# Validation on GPU Systems - NCCL over HGX-H100 Systems

## HGX-H100 Topology
![alt text](../../_static/images/validation/hardware/hgx_h100/hgx_h100_topology.png)

## Senario - 1: 2-GPUs All-Reduce
### Hardware Setup
1. 2 H100 GPUs connected in switch, over 4 NVSwitches
2. Each GPU has bidirectional BW of 900 GB/s
3. NCCL Ring Algorithm

### ASTRA-Sim setup
1. Modelled with the ASTRA-Sim Analytical Backend
2. Switch Network Topology

### Collectives run
1. All-Reduce
2. Reduction operation - Sum


### Results
![alt text](../../_static/images/validation/hardware/hgx_h100/2gpus.png)

**Geomean error rate = 20.63%**


## Senario - 2: 4-GPUs All-Reduce
### Hardware Setup
1. 4 H100 GPUs connected in switch, over 4 NVSwitches
2. Each GPU has bidirectional BW of 900 GB/s
3. NCCL Ring Algorithm

### ASTRA-Sim setup
1. Modelled with the ASTRA-Sim Analytical Backend
2. Switch Network Topology

### Collectives run
1. All-Reduce
2. Reduction operation - Sum

### Results
![alt text](../../_static/images/validation/hardware/hgx_h100/4gpus.png)

**Geomean error rate = 12.01%**

## Senario - 3: 8-GPUs All-Reduce
### Hardware Setup
1. 8 H100 GPUs connected in switch, over 4 NVSwitches
2. Each GPU has bidirectional BW of 900 GB/s
3. NCCL Ring Algorithm

### ASTRA-Sim setup
1. Modelled with the ASTRA-Sim Analytical Backend
2. Switch Network Topology

### Collectives run
1. All-Reduce
2. Reduction operation - Sum

### Results
![alt text](../../_static/images/validation/hardware/hgx_h100/8gpus.png)

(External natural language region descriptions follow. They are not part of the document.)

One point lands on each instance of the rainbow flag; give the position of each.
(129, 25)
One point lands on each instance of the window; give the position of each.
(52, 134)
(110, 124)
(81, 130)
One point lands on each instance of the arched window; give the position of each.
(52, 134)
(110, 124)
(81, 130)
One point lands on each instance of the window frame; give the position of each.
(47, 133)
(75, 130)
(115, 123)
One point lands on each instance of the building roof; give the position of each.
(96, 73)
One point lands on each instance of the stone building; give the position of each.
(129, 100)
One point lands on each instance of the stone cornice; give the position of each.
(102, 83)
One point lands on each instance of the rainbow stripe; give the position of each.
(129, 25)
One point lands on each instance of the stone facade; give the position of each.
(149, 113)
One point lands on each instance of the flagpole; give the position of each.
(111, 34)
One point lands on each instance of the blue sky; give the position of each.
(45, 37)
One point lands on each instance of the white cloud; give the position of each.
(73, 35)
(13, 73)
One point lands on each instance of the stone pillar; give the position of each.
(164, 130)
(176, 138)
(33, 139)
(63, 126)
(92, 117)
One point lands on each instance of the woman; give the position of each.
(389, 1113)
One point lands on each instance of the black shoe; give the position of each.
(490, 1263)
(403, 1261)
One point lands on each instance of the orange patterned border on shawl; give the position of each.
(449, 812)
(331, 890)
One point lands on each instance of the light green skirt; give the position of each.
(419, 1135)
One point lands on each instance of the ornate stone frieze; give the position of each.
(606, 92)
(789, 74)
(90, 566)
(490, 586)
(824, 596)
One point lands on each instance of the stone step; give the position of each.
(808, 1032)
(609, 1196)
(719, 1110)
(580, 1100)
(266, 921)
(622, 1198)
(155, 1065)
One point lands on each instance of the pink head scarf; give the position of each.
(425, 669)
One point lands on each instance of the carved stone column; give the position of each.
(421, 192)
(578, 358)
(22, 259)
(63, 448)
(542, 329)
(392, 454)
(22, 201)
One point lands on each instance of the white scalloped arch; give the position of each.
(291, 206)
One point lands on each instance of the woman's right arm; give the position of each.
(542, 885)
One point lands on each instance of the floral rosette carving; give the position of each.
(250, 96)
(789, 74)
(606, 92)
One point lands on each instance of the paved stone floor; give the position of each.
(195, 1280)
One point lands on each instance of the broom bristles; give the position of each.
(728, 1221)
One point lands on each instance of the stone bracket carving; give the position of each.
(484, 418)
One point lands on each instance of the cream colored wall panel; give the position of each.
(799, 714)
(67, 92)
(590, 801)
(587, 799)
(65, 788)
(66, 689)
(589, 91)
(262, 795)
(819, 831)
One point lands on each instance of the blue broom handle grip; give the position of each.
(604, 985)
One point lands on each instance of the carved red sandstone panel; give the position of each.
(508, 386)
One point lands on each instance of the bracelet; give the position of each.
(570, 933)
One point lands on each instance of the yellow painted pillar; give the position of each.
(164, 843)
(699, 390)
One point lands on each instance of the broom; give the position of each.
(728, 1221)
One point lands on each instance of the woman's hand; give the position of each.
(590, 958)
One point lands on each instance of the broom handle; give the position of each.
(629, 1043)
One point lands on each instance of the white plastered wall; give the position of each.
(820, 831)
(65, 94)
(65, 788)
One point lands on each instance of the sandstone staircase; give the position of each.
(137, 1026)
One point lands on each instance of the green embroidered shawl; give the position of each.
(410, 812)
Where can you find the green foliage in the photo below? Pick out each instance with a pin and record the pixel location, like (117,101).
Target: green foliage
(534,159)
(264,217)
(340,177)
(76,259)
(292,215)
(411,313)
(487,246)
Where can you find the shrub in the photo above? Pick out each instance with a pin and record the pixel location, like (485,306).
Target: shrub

**Geomean error rate = 9.69%**


## Recommended practices
1. Emperically extract warm up latency by running smaller collectives
2. Emperically extract practical link latency by first running smaller collectives and varying number of NPUs/GPUs
3. It is observed that the maximum achieved BW is 741.34 GB/s (bidirectional).
4. Strictly enforce NCCL to use only Ring Algorithm. NCCL switches from Ring to Tree algorithm with respect to Collective sizes. We observe this to be suboptimal, atleast for this topology, hardware and configuration.